Effects of cefotaxime, amino acids and carbon source on somatic embryogenesis and plant regeneration in four Indian genotypes of foxtail millet (Setaria italica L.)

Abstract

The effects of cefotaxime, amino acids and carbon source on somatic embryogenesis and plant regeneration using mature seeds in four genotypes (‘CO5’, ‘CO7’, ‘TNAU43’ and ‘RS118’) of foxtail millet have been studied. The ‘CO5’ gave a superior response in callus induction, somatic embryogenesis and regeneration. The highest percentage (69.3%) of embryogenic callus induction was obtained in ‘CO5’ on Murashige and Skoog (MS) medium supplemented with 3.5 mg L−1 2,4-dichlorophenoxyacetic acid (2,4-D), 1 mg L−1 kinetin and 1 mg L−1 1-naphthaleneacetic acid (NAA).
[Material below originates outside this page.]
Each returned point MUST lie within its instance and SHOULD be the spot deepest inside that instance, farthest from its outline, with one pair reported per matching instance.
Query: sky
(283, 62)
Somatic embryogenesis and shoot regeneration were influenced by amino acids, carbohydrates and cefotaxime in culture medium. Maximum response of somatic embryo induction and maturation was seen on MS medium containing 3.5 mg L−1 2,4-D, 1 mg L−1 kinetin and 1 mg L−1 NAA, 750 mg L−1 proline, 2.0 mg L−1 glycine, 150 mg L−1 arginine, 800 mg L−1 casein enzymatic hydrolyzate, 20 g L−1 each sucrose and maltose and 500 mg L−1 cefotaxime. The highest frequency of plant regeneration with 21.3 shoots was obtained in ‘CO5’ on MS medium containing 3 mg L−1 6-benzylaminopurine, 0.2 mg L−1 2,4-D, 750 mg L−1 proline, 2.0 mg L−1 glycine, 150 mg L−1 arginine and 800 mg L−1 casein enzymatic hydrolyzate. The highest response of root induction with more roots and longer roots was observed in ‘CO5’ when cultured on half-strength MS medium. The in vitro-regenerated plantlets were carefully transferred to soil cups, maintained in growth chamber for a week, hardened and grown to maturity in the field.